Canonicalization

Posted on October 22, 2018

Canonicalization and canonical forms are one dimension of organizing the work of an optimizing compiler.

Intro

A lot of code constructs can be written in multiple ways. For example:

   x + 4
   4 + x
   (x + 2) + 2

Canonicalization means picking one of these forms to be the canonical form, and then going through the program and rewriting all constructs which are equivalent to the canonical form into the canonical form.

In the case of add, it's common to pick the form that has a constant on the right side, so we'd rewrite all these constructs to x + 4.
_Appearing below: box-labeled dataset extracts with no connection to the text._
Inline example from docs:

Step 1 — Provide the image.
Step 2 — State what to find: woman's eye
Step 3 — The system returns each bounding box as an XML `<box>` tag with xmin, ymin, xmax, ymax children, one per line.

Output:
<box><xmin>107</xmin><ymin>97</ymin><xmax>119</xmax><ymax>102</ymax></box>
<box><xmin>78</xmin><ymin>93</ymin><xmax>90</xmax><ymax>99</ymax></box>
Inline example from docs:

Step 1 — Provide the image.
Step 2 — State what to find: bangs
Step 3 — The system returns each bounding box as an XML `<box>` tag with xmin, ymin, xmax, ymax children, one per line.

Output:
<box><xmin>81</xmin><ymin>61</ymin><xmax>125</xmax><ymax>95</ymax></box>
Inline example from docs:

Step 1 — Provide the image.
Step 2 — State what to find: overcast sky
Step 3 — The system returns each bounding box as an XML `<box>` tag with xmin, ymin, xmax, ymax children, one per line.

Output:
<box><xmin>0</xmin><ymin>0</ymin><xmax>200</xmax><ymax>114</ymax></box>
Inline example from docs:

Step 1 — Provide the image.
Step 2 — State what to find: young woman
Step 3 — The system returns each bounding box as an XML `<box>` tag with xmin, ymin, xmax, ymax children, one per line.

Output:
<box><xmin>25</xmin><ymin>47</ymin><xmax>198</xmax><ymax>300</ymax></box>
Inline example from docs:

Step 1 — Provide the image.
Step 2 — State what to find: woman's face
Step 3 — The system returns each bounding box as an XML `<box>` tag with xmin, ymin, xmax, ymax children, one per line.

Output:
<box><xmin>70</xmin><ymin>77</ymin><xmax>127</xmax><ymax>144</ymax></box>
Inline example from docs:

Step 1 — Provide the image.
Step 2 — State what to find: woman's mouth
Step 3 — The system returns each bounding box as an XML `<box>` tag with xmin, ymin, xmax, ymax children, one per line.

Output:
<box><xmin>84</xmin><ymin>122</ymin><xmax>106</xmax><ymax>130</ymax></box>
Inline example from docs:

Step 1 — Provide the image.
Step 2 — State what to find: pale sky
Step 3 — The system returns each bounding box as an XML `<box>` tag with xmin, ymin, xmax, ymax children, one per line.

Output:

Why is canonicalization useful?

The goal of canonicalization is to make subsequent optimizations more effective. This is a key point, and we'll get into some of the subtleties below. But there are a lot of cases where it's just obviously a good thing to do. It means that subsequent optimizations that look for specific patterns of code only have to look for the canonical forms, rather than all forms.

Another way of saying this is, having a canonicalization pass is a way of factoring out the parts in a compiler that know all the different forms x + 4 could take, so that most optimization passes don't have to worry about this. They don't have to look for 4 + x, because they can assume that looking for x + 4 covers that. Handy!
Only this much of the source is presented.